Dann macht A sich gleich in mehrfacher Hinsicht strafbar:
er betritt unerlaubt ein fremdes Grundstück.
er beseitigt Bäume, die im Eigentum eines Dritten stehen. Hier könnte Schadenersatz drohen.
könnten die Bäume möglicherweise unter die Baumschutzsatzung fallen - dann bekommt er auch noch Ärger mit der Unteren Naturschutzbehörde, die erhebliche Bußgelder verhängen kann.
Diese Haftbarkeit kann A auch nicht umgehen, indem er sich von B einen ‚Persilschein‘ ausstellen lässt.
A lässt also am besten die Finger davon.
Wenn B die Bäume weg haben will, bleibt ihm nichts anderes übrig, als sich mit dem Eigentümer des Nachbargrundstücks in Verbindung zu setzen. Alles andere ist rechtswidrig.

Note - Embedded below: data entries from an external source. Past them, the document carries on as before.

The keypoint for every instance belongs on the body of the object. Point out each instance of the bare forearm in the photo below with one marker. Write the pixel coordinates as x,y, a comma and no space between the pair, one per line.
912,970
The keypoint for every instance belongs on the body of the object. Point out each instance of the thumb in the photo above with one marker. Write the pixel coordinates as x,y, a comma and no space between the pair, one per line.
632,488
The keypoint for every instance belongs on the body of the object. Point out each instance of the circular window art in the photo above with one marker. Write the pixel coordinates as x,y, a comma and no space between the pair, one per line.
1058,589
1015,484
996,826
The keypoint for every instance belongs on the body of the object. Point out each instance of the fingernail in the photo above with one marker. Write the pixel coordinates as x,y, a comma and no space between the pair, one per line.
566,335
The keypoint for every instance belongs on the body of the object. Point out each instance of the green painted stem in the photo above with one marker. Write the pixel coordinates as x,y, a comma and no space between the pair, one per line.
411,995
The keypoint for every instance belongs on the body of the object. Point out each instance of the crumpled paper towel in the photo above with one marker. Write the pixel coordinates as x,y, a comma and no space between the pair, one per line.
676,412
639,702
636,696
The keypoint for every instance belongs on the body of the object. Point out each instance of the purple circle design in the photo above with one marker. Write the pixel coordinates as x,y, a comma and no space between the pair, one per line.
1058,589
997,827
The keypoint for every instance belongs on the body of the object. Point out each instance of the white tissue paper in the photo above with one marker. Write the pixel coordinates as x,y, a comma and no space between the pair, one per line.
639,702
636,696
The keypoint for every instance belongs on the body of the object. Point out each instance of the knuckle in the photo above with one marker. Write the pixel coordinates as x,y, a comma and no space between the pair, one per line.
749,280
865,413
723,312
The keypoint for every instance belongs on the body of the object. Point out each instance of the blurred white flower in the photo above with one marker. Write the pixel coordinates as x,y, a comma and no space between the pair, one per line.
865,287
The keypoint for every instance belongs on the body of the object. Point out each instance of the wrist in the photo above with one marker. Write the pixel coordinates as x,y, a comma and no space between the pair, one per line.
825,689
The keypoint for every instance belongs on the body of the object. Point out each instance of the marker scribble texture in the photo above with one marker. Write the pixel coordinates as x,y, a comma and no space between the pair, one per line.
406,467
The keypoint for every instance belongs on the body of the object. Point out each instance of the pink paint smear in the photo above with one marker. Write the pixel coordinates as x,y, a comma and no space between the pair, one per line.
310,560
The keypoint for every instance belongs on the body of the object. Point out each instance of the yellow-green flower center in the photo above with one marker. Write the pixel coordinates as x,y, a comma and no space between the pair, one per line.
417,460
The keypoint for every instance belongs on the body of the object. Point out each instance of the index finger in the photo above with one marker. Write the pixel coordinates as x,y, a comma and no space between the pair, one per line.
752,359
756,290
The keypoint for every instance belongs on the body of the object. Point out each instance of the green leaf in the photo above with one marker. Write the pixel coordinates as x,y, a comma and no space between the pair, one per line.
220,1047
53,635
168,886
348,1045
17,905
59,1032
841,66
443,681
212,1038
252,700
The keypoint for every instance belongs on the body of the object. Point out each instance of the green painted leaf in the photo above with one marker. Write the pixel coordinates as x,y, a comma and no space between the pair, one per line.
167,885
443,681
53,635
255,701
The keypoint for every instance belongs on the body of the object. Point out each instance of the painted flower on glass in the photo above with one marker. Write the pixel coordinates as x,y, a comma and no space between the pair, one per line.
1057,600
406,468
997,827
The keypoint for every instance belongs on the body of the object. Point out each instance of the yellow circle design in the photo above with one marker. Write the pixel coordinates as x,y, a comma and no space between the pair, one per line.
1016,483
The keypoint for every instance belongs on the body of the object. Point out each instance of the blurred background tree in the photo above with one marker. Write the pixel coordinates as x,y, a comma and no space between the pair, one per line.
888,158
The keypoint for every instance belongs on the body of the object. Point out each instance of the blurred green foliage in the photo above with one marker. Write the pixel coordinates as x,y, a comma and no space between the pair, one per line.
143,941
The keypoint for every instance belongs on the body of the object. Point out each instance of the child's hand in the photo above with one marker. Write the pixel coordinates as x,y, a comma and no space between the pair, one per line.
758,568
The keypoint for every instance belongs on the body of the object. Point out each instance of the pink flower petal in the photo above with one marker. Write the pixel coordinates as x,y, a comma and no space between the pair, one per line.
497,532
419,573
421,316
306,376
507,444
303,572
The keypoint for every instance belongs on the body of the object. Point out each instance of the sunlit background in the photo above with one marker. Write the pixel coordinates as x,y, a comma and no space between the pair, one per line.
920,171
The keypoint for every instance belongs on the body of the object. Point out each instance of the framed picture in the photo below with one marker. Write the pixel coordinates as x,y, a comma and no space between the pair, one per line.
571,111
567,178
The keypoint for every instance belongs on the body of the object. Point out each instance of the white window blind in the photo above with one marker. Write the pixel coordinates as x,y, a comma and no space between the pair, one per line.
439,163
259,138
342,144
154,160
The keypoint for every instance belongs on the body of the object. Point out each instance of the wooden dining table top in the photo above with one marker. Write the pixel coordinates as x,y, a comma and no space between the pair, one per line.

Hallo, Grundsatz ist, wenn der Baum vom Eigentümer gefällt wird ist das ok.
Fällt ihn jemand ohne dessen Erlaubnis ist es Sachbeschädigung und bei Abtransport des Holzes Diebstahl.Strafrecht und Zivilrecht findet Anwendung.Schadenersatz kann in die Zehntausende gehen.Wer fällt, obwohl er weiß, dass die Eigentumsverhältnisse unklar sind, ist selber an den dann folgenden Problemen schuld.
den Fall gab es tatsächlich schon im wahren Leben. Auch in diesem Fall war die Grenzlage angeblich unklar. Er hat allen Beteiligten- außer dem Baumeigentümer - ein Strafverfahren wegen Sachbeschädigung und Diebstahl sowie eine Schadenersatzforderung von ca. 5000 € eingebracht. Den beauftragten Baumfäller rettete letzlich nur seine glaubhafte Darlegung, dass er wirklich nichts von den tatsächlichen Eigentumsverhältnissen gewusst hatte und auch nicht wissen konnte. Der Auftraggeber musste letztlich alles zahlen - round about 10.000 €.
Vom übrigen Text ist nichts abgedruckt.